Though this was his principal industry, he also spent many days in the nearby lazaretto — a refuge for lepers — and in the hospitals of the region. No infirmity repelled him; the Brother who accompanied him had several times a day to clean his cloak, on which he would lay the sick while he arranged their poor beds. It never ceased to emit a heavenly fragrance. He slept only two or three hours at night, and ate almost nothing. The poor were his beloved children and he their beloved father, whose visits were anxiously awaited and were always too short. Those who resisted him did not do so indefinitely; one man insulted him for twenty-two years, but at the end of that time fell on his knees and begged his pardon. The vision of his charity is certainly reserved for heaven; his biographers scarcely find words adequate to describe his heroic life. Pope Pius IX, who beatified Saint Peter in 1851, commented that never had he read a life of a Saint which so moved him.
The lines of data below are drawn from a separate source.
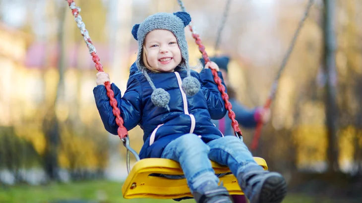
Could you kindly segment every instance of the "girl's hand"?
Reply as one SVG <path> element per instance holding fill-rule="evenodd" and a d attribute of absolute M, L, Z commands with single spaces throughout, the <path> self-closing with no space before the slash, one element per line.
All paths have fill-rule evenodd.
<path fill-rule="evenodd" d="M 212 69 L 214 69 L 217 71 L 220 71 L 220 69 L 219 68 L 219 66 L 218 66 L 216 63 L 215 63 L 215 62 L 212 62 L 212 61 L 208 62 L 205 65 L 205 69 L 207 69 L 209 68 L 210 68 Z"/>
<path fill-rule="evenodd" d="M 104 83 L 106 82 L 111 82 L 109 75 L 104 72 L 98 72 L 96 76 L 97 76 L 97 79 L 96 79 L 96 83 L 97 83 L 97 85 L 104 85 Z"/>

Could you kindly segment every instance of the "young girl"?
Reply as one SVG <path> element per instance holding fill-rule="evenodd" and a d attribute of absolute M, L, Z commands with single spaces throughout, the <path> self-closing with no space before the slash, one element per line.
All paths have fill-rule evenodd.
<path fill-rule="evenodd" d="M 186 12 L 160 13 L 133 27 L 139 71 L 130 75 L 123 97 L 112 84 L 124 126 L 130 130 L 138 124 L 143 130 L 141 158 L 180 162 L 197 203 L 232 202 L 226 188 L 218 185 L 210 159 L 230 168 L 251 203 L 280 203 L 286 193 L 283 177 L 263 170 L 240 139 L 224 136 L 211 121 L 226 113 L 210 68 L 219 70 L 212 62 L 199 74 L 190 70 L 184 27 L 190 21 Z M 105 128 L 117 135 L 102 85 L 106 81 L 108 74 L 97 73 L 93 93 Z"/>

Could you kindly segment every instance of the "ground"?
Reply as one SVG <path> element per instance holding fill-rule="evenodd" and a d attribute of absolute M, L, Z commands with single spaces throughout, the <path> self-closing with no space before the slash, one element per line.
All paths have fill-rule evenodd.
<path fill-rule="evenodd" d="M 122 184 L 107 181 L 89 181 L 31 186 L 26 185 L 0 186 L 0 203 L 171 203 L 171 200 L 133 199 L 122 198 Z M 311 196 L 289 193 L 283 203 L 354 203 L 359 200 Z M 181 203 L 194 203 L 192 200 Z"/>

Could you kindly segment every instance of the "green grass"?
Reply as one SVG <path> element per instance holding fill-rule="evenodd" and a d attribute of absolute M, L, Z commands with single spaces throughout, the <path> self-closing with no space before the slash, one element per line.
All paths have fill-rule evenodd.
<path fill-rule="evenodd" d="M 89 181 L 68 184 L 53 183 L 44 186 L 17 185 L 0 186 L 0 203 L 49 203 L 65 200 L 92 200 L 104 203 L 168 203 L 172 200 L 132 199 L 122 198 L 122 184 L 107 181 Z M 194 203 L 187 200 L 181 203 Z M 348 201 L 338 202 L 350 203 Z M 302 195 L 288 194 L 283 203 L 333 203 L 326 199 L 316 199 Z"/>

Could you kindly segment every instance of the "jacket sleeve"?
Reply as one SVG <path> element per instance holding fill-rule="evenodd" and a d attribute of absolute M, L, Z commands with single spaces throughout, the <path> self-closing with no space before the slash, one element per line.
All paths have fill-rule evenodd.
<path fill-rule="evenodd" d="M 224 80 L 221 72 L 218 72 L 219 77 L 221 79 L 222 84 Z M 207 108 L 212 119 L 220 119 L 222 118 L 226 113 L 225 103 L 221 97 L 221 93 L 218 89 L 217 85 L 214 81 L 214 76 L 211 70 L 206 69 L 202 70 L 199 74 L 200 82 L 201 85 L 201 90 L 204 94 L 205 99 L 207 103 Z M 226 92 L 226 90 L 225 90 Z"/>
<path fill-rule="evenodd" d="M 127 89 L 123 97 L 121 91 L 114 83 L 111 89 L 117 101 L 117 106 L 121 110 L 121 117 L 123 118 L 123 125 L 130 130 L 135 127 L 142 118 L 142 89 L 138 79 L 130 77 L 127 83 Z M 114 135 L 117 135 L 118 125 L 116 123 L 116 116 L 113 115 L 113 108 L 110 104 L 110 99 L 104 85 L 98 85 L 93 89 L 93 94 L 97 108 L 106 130 Z"/>
<path fill-rule="evenodd" d="M 235 119 L 239 124 L 245 128 L 254 128 L 256 126 L 258 120 L 256 114 L 258 108 L 248 109 L 235 100 L 229 101 L 233 105 L 233 111 L 235 113 Z"/>

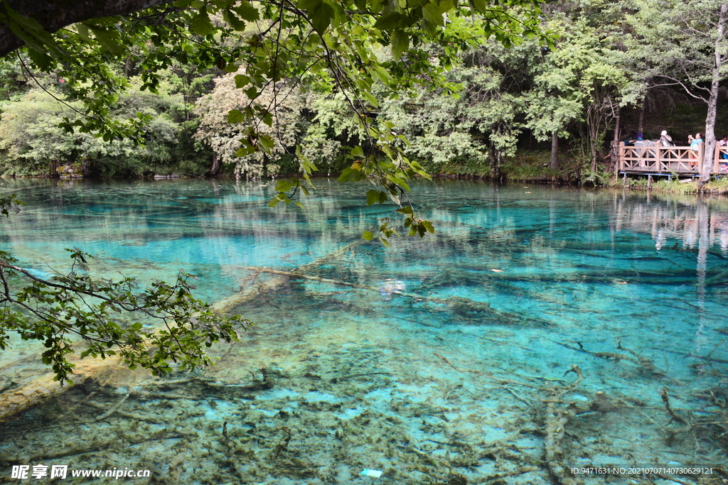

After Saint Peter contracted the plague in his declining years, he was left infirm and partially paralyzed. He then had himself tied to a donkey and in that way went about begging and distributing provisions. He had a rude servant who often neglected him and mistreated him, but when his brethren offered him another, asked to be allowed to keep that one, who treated him far better than he deserved. Two years after his death at the age of seventy-four, his body was found intact, despite the humidity of the burial site and the live caustic covering it. Miracles proliferated there and elsewhere by the invocation of his name. A large church was built in Carthagena in his honor, and he became the second patron of his adopted land, Colombia.